Id. at 400-01, citing Kelley, 395 Mass. at 662. The Williams analysis noted that, in addition to the defendant’s controlling his own work schedule, evidence suggested that the public employer had no control over the defendant’s day-to-day activities and that the defendant alone made the medical decisions in connection with the treatment of his patients. Id. at 401. Such evidentiary factors are, therefore, central to the summary judgment assessment.
The present defendant does not fit neatly into either the employee or the non-employee camp. Concededly, the Rule 56 record discloses no argument that Dr. Bors-Koefoed was a supervisor of residents, that he had no control over his hours of work, that he did not have private patients, and that his income was not based on the number of patients he treated. There is also no dispute that Dr. Bors-Koefoed’s employment contract is with a public entity which pays his salary, manages his vacation schedule, and provides a retirement fund.
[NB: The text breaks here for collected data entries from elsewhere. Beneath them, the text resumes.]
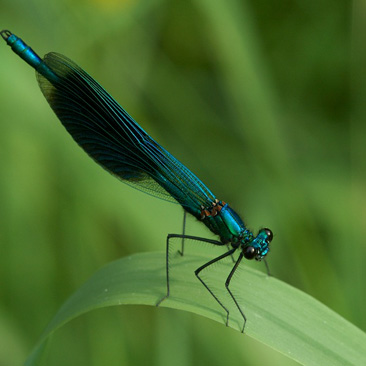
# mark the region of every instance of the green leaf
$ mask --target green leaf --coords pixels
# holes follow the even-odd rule
[[[164,261],[163,253],[143,253],[101,268],[60,308],[26,364],[37,364],[50,335],[81,314],[123,304],[154,306],[166,291]],[[171,296],[161,306],[225,323],[224,311],[193,274],[204,262],[205,258],[197,255],[174,259]],[[213,266],[207,271],[207,281],[225,304],[228,302],[229,326],[240,330],[242,318],[224,296],[232,266],[230,261]],[[305,293],[245,265],[239,268],[230,286],[247,317],[243,342],[253,337],[303,365],[366,365],[364,332]]]

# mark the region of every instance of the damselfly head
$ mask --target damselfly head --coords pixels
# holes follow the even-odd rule
[[[269,244],[273,239],[270,229],[261,229],[251,243],[243,247],[243,254],[246,259],[262,260],[269,252]]]

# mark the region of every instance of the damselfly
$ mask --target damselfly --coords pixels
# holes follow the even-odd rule
[[[167,293],[157,305],[170,294],[169,245],[172,238],[181,238],[183,243],[184,240],[199,240],[227,246],[228,250],[224,254],[197,268],[195,275],[225,310],[228,325],[228,308],[202,279],[201,272],[239,251],[225,287],[243,317],[244,332],[246,317],[230,290],[230,282],[243,258],[258,261],[265,258],[273,238],[271,230],[261,229],[254,236],[227,203],[217,199],[200,179],[151,138],[73,61],[53,52],[41,59],[10,31],[3,30],[0,34],[12,50],[36,70],[44,97],[66,130],[93,160],[123,182],[161,199],[178,202],[183,207],[183,234],[167,236]],[[220,240],[186,235],[184,228],[187,212],[218,235]],[[182,255],[183,249],[182,244]]]

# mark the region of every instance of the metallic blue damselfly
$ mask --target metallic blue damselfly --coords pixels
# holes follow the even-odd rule
[[[54,52],[41,59],[10,31],[3,30],[0,34],[12,50],[36,70],[39,86],[49,105],[72,138],[94,161],[123,182],[161,199],[178,202],[183,207],[183,234],[167,236],[167,292],[157,305],[170,294],[169,243],[172,238],[182,239],[182,255],[185,240],[227,246],[224,254],[197,268],[195,275],[225,310],[228,325],[229,310],[200,274],[239,250],[225,287],[243,318],[244,332],[246,317],[230,290],[230,282],[243,258],[258,261],[265,258],[273,238],[271,230],[261,229],[254,236],[227,203],[217,199],[200,179],[150,137],[103,87],[73,61]],[[203,222],[220,240],[186,235],[187,212]]]

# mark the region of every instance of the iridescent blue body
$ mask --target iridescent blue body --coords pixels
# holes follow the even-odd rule
[[[51,108],[98,164],[135,188],[178,202],[218,235],[221,244],[240,249],[241,256],[256,260],[266,256],[271,231],[262,229],[255,237],[227,203],[218,200],[200,179],[151,138],[83,69],[53,52],[41,59],[11,32],[0,34],[37,71],[39,86]]]

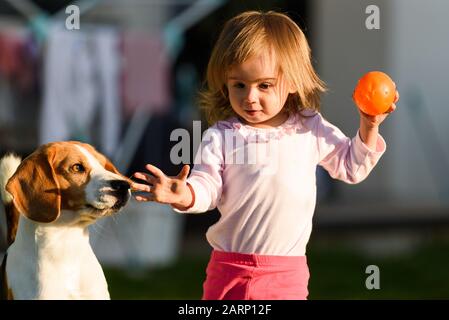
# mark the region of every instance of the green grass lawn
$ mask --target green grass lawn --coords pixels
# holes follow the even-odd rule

Because the factors to be applied in determinating whether a physician is a public employee have not been exhaustively delimited by the case law, this court is obliged, in reviewing the defendant’s motion for summary judgment, to inspect all the probative evidence in the light most favorable to the party opposing summary judgment. Williams, 413 Mass. at 398; Kelley, 395 Mass. at 659.2 That evidence would permit a fact finder to conclude that, as the attending physician at Worcester Memorial Hospital, Dr. Bors-Koefoed clearly had a great deal of discretion over the treatment of his patients, including Nicholas. The record indicates that Dr. Bors-Koefoed was responsible for the management of all clinical activities and was responsible for all clinical decisions. Additionally, he was in charge of supervising the residents on duty at the private hospital, including the resident who assisted with the delivery of Nicholas. Dr. Bors-Koefoed’s only office was located at Worcester Memorial Hospital, in which he was served by a support staff of secretaries, office nurses, and stenographers, all of whom were paid by the private hospital.
The instant record offers evidence that, on the one hand, Dr. Bors-Koefoed had some discretion over the day-to-day details of his practice and may have been solely responsible for the medical decisions concerning the treatment of plaintiffs, yet, on the other, was subject to some degree of direction and control by his public employer. There thus remains a genuine issue of material fact with respect, at least, to whether or not the nature of defendant’s employment insulated him from liability for the matter at bar.
ORDER
For the foregoing reasons, it is hereby ORDERED, that the defendant Roy Bors-Koefoed’s motion for summary judgment is DENIED.
See also, Miller v. Kurkjian, Civil Action No 95-1723B (Norfolk Sup. Ct. Feb. 23, 1999) [9 Mass. L. Rptr. 591 (April 26, 1999)], in which Gants, J., reviewed the development of the standard for vicarious liability in cases involving alleged negligence by physicians.